To find out, she tried a form of selfhelp therapy called "focusing" she had learned about in her studies. Basically the technique: You (in a sense) talk with your body and it lets you know -- by a feeling of physical release -- when you've successfully made contact with a problem and taken a step towards resolving it.

For Glaser, that feeling came quickly. "I had overidentified with my baby. I thought my husband was trying to punish me."

Once, as she believes, her body told her this, she could conclude that her husband "was right. We needed to do something about the crying."

Glaser's is one example of the kinds of everyday problems -- "major or minor, painful or pleasant" -- that University of Chicago psychologist Eugene T. Gendlin, Focusing's principle advocate, says can be tackled with the technique. When you've touched your problem through focusing, says Gendlin, there's a "body shift -- something releases, some tight thing lets go."

For successful therapy that brings about a change in your life, Gendlin believes, you must engage in a focusing experience.

About 15 years ago, Gendlin and his Chicago colleagues began asking why therapy succeeds for some patients, but not for many others.

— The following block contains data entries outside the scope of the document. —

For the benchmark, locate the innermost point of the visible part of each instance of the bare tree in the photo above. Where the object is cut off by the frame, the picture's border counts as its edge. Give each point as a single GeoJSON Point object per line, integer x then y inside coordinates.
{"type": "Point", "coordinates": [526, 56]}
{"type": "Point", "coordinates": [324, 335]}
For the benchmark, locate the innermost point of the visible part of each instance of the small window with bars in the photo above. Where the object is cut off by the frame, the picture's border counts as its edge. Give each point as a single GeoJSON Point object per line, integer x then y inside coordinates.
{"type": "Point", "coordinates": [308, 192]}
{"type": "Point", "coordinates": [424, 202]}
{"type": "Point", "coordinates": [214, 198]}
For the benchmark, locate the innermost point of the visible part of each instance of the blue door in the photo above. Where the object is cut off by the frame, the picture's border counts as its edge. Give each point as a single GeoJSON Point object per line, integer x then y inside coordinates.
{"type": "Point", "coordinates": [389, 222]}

In their research, says Gendlin, they found that the successful patient could be spotted easily -- and early -- in treatment.

Differneces in methods of therapy meant little, he says. What did count, the researchers concluded, "is what successful patients do inside themselves." They were focusing intuitively.

Those patients who did not, he suggestes, were paying for expensive sessions that were not all that helpful. "If they did not somehow know right from the start how to approach themselves inside in that special way," his research found, "they did not achieve major changes, no matter what they or their therapists did, or how earnestly, or for how long,"

The focusing skill -- in which one makes "contact with a special kind of internal bodily awareness" -- can be learned by anyone in or out of therapy, says Gendlin, who presented a focusing workshop in Washington. Therapists are using his work, he says, throughout the United States.

Tim Engebretson, a research associate at the National Institute of Heart, Lungs and Blood who attended Gendlin's workshop, says he has included focusing in classes on stress and tension he gives at the University of Maryland.

Focusing, Gendlin says in a book of that title (Everest House, 178 pages, $7.95), will "enable you to find and change where your life is stuck, cramped, hemmed in, slowed down." It works, he argues, where common approaches to problem solving do not.

You can belittle a problem ("I shouldn't let such silly things bother me"), analyze it furiously or lecture yourself ("It's time you pulled yourself together"). But, he says, this does not "touch and change the place where the discomfort really exists. It exists in the body. It is physical. If you want to change it, you must introduce a process of change that is also physical."

Gendlin says he focuses when walking down the hall or at other quiet moments of the day. Most people "run through the day building up one tension after another." He gets rid of his as they develop.

"It's a friendly touch inside. you ask yourself, 'what are you dragging around inside?" The answer comes very naturally."

The process of focusing involves a series of mental steps in which you stack up your problems, step away from them and concentrate on the one your body tells you is the worst that day. You ask it questions and wait for a flow of words and images "to come," says Gendlin, "from the body sense." When there's a match of feelings and words, something inside your body releases.

Sheila Wolf, a career counselor at American University, discovered focusing at one of Gendlin's seminars about two years ago. Now, she says, she "uses the approach throughout the day."

If, for example, something at work puts her body "on edge," she'll ask what Gendlin refers to as "the body discomfort": "What's this all about? What's happening now?'

"It's kind of like your body is telling you something is wrong -- 'Ah ha, that's where it lies.'"

Recently, says Wolf, who is coordinating an area network of persons interested in focusing, she had a vague "jagged" feeling. As she began to focus to find out why, there "unfolded an image of a paper doll cut in half."

She confronted the discomfort. "What needs to happen?" she asked. Eventually the paper doll became whole, and she experienced a physical release. She concluded that to feel whole herself, she needed to round out some aspects of her life, including getting more exercise.